Brunie Babe and Inaction Man returned to haring duty after about a year's gap, and, following the previous hack up the dusty hillsides near Valongo, it was not without trepidation that we got in the cars in the late September sun. We had among us a virgin, David, and his friend, a visiting hasher whose spurs were won in the confines of Hong Kong, named Spit-or-Swallow, understandably abbreviated to SOS.
A roundabout drive - equated to about two curcuits of HK - in time brought us to the familiar environs of Jovim from where we set off, inevitably scrambling through wooded slopes as well as padding through fields and village streets. Droopy had seated himself onthe roadside during the lengthy wait to start and, as I made my way back after checking the wrong way initially, he remained in place, like a leftover, or an artistic installation by someone with a sense of irony, however, I managed to coaxe him into running and we were all off. Later, he was given a down-down for RA-ing like Jack Dee without jokes.

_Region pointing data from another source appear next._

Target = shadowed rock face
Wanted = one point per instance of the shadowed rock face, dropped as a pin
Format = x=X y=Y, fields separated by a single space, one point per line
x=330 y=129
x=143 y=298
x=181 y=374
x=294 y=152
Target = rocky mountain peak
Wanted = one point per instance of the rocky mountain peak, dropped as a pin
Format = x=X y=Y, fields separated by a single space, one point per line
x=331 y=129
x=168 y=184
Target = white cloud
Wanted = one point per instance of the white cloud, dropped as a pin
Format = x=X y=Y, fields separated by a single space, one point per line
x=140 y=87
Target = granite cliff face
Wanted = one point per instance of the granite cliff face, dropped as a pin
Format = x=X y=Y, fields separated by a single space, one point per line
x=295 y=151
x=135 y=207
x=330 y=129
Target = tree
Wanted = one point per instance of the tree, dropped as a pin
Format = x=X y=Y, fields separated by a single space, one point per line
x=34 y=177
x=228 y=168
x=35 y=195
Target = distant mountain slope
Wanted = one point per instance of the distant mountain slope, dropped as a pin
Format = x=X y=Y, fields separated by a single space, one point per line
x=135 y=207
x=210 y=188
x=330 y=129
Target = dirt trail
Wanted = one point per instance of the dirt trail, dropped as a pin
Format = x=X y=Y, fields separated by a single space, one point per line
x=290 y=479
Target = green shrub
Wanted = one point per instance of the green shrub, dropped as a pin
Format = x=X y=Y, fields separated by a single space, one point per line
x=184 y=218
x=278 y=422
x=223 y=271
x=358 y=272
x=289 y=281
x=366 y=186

We crossed the route of about five previous hashes on our way, although it was always its own run, but, most amusingly we (unbeknownst to the hares) ran right past Boozy Woozy's house, and round the back, via the picnic and barbecue area due to be used on the following hash. Pit stop was down by the river, with French cider the surprising bevvy of choice, just sugary enough to fuel us back up to the cars by way of the aforementioned casa do BW and some overgrown woodland.
At the down-downs we saluted the birth of Chloe Boogaard, the passing of veteran hash hound, Shagger, to the happy shagging ground in the sky (let's hope he can manage it more successfully there than he did here), and were entertained by SOS's time in the circle. Finding the bash venue took about as long as the hash itself, with the hares last to locate it, but it was a pleasant do in the end.